The continent’s largest tilapia farmer, African Century, moreover, is a great success. Its operations span countries as diverse as Uganda and Zimbabwe. African Century is successfully integrating smallholders into its expanding operations. John Owers, the company’s investments director, says that smallholders need to be integrated into larger-scale operations with robust business models in order to thrive commercially. Pursuing a strategy of white protein production, African Century combines fish and chicken production. Smallholders that are integrated into schemes like those of African Century are called “outgrowers”.

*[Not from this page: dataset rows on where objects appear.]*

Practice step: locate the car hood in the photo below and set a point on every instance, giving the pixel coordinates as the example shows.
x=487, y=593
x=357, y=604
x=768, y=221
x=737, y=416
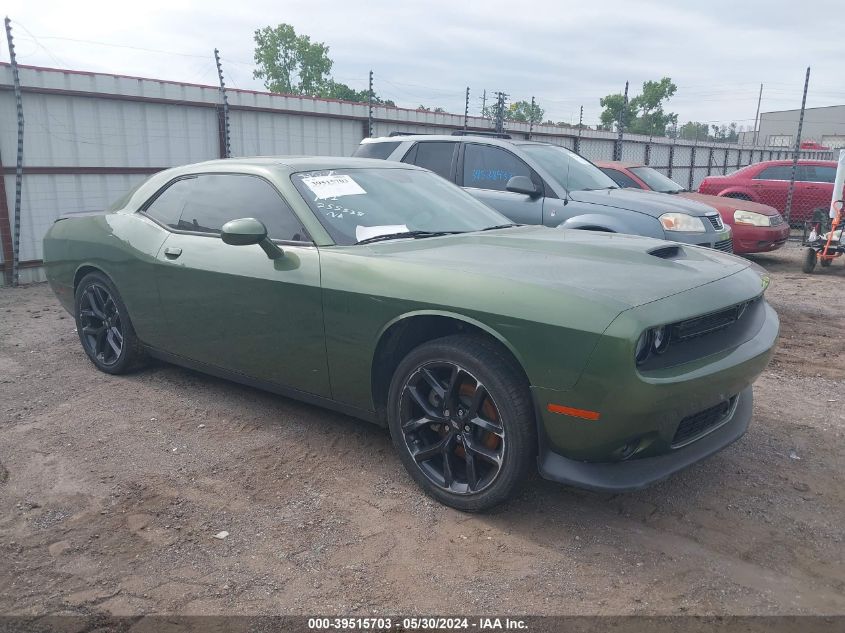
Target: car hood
x=623, y=269
x=641, y=201
x=729, y=205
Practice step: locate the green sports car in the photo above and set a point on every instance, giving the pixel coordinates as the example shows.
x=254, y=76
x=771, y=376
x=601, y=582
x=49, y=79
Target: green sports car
x=380, y=290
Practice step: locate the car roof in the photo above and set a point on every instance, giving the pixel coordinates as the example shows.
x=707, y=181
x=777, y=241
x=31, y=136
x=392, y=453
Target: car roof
x=490, y=140
x=294, y=163
x=619, y=164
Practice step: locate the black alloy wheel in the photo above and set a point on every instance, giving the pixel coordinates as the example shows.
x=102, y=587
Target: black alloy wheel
x=452, y=428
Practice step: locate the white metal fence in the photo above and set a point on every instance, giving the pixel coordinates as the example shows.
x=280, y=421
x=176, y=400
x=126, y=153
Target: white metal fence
x=89, y=137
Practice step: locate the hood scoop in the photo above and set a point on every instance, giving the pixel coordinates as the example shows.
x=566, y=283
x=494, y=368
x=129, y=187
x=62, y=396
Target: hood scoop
x=673, y=251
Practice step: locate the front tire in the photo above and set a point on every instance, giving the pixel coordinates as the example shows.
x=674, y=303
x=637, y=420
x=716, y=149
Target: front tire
x=104, y=327
x=460, y=415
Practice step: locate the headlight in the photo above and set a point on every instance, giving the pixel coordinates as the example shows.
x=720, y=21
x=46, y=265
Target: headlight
x=749, y=217
x=682, y=222
x=654, y=340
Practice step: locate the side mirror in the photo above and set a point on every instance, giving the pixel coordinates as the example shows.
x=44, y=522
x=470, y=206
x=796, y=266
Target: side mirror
x=522, y=184
x=248, y=231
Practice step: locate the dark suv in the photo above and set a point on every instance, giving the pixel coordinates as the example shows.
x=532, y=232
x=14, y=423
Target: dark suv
x=539, y=183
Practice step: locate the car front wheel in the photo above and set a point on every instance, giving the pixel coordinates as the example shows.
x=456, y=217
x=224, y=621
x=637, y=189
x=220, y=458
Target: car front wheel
x=460, y=416
x=103, y=325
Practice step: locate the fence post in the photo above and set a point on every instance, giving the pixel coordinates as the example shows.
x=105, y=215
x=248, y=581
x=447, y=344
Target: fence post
x=620, y=124
x=580, y=125
x=797, y=148
x=692, y=163
x=223, y=112
x=16, y=226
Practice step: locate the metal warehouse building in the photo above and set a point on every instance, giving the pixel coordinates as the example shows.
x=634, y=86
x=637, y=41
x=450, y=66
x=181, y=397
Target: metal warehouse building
x=89, y=137
x=822, y=125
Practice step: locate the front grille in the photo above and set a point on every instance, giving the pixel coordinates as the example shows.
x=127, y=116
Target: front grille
x=726, y=246
x=699, y=423
x=716, y=221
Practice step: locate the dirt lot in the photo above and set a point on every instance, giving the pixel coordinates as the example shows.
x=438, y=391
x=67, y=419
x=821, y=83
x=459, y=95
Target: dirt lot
x=112, y=489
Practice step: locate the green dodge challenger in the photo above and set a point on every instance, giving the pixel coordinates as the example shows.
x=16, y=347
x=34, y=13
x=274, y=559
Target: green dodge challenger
x=381, y=290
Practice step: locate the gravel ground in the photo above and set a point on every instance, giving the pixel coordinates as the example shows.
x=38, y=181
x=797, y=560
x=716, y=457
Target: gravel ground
x=112, y=489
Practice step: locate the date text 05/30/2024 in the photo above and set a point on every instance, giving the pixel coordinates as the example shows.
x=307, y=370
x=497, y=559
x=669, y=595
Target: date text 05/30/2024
x=412, y=623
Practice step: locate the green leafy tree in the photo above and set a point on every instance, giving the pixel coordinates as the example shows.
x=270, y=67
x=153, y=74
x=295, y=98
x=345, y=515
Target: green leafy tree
x=522, y=111
x=694, y=131
x=644, y=113
x=291, y=63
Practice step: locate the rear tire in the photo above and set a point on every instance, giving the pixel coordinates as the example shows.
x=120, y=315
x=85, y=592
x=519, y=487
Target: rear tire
x=104, y=327
x=460, y=415
x=809, y=264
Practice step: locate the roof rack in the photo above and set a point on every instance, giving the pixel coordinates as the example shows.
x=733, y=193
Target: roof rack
x=491, y=134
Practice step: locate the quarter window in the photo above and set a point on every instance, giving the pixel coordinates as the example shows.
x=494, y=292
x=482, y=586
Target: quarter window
x=435, y=156
x=487, y=167
x=775, y=172
x=207, y=201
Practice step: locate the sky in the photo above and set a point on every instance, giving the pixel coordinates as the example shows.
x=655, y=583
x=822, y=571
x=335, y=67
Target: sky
x=565, y=54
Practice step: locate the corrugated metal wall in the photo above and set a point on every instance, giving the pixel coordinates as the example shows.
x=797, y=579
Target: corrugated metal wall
x=89, y=137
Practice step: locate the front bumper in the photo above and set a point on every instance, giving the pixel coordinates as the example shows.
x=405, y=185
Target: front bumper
x=759, y=239
x=636, y=474
x=640, y=415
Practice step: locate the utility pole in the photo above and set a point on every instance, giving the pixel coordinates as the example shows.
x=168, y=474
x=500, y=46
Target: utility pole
x=580, y=125
x=757, y=116
x=797, y=147
x=370, y=108
x=466, y=111
x=620, y=125
x=500, y=112
x=531, y=119
x=16, y=224
x=225, y=145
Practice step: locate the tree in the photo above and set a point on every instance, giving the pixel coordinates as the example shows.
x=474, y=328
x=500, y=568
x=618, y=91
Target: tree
x=694, y=131
x=521, y=111
x=291, y=63
x=644, y=113
x=336, y=90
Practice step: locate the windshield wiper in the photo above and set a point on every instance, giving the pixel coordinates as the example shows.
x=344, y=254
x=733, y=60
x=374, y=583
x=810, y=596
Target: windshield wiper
x=500, y=226
x=406, y=234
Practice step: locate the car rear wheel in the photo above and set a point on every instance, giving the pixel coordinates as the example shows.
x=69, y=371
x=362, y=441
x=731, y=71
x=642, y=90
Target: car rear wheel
x=460, y=415
x=104, y=328
x=809, y=264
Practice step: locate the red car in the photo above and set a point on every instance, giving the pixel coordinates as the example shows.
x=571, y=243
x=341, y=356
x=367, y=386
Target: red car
x=757, y=228
x=768, y=183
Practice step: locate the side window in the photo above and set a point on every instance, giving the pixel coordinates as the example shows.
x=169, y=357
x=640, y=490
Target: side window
x=620, y=178
x=375, y=150
x=167, y=206
x=206, y=202
x=818, y=173
x=434, y=156
x=488, y=167
x=776, y=172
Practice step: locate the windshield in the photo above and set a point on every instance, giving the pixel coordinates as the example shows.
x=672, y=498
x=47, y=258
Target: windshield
x=568, y=168
x=359, y=204
x=656, y=181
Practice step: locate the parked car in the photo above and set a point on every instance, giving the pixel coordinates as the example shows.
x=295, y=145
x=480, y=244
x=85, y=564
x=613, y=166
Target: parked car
x=768, y=183
x=383, y=291
x=756, y=228
x=539, y=183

It is not hard to find successful role models for aquaculture in Africa. Kenya’s tea companies, for instance, have been engaged in sound cooperation with outgrowers for a long time. This is a proven, effective model applied all over the continent.
DEG – Deutsche Investitions- und Entwicklungsgesellschaft mbH, the member of Germany’s KfW Bankengruppe that promotes the private sector in developing countries – has already invested over € 10 million in the sector. Its focus is on supporting integrated business models. DEG provides loans and even equity capital, promoting environmental and social standards at the same time. The long-term goal is to help companies run sustainable operations and adhere to the necessary standards of food quality.
Other investors should reconsider their attitude to aquaculture. They should strive to create integrated, environmentally sound and socially sustainable farming operations.
With the continued increasing strain on resources and humans’ environmental impact, more efficient methods of food production will form an integral part of sustainable development strategies.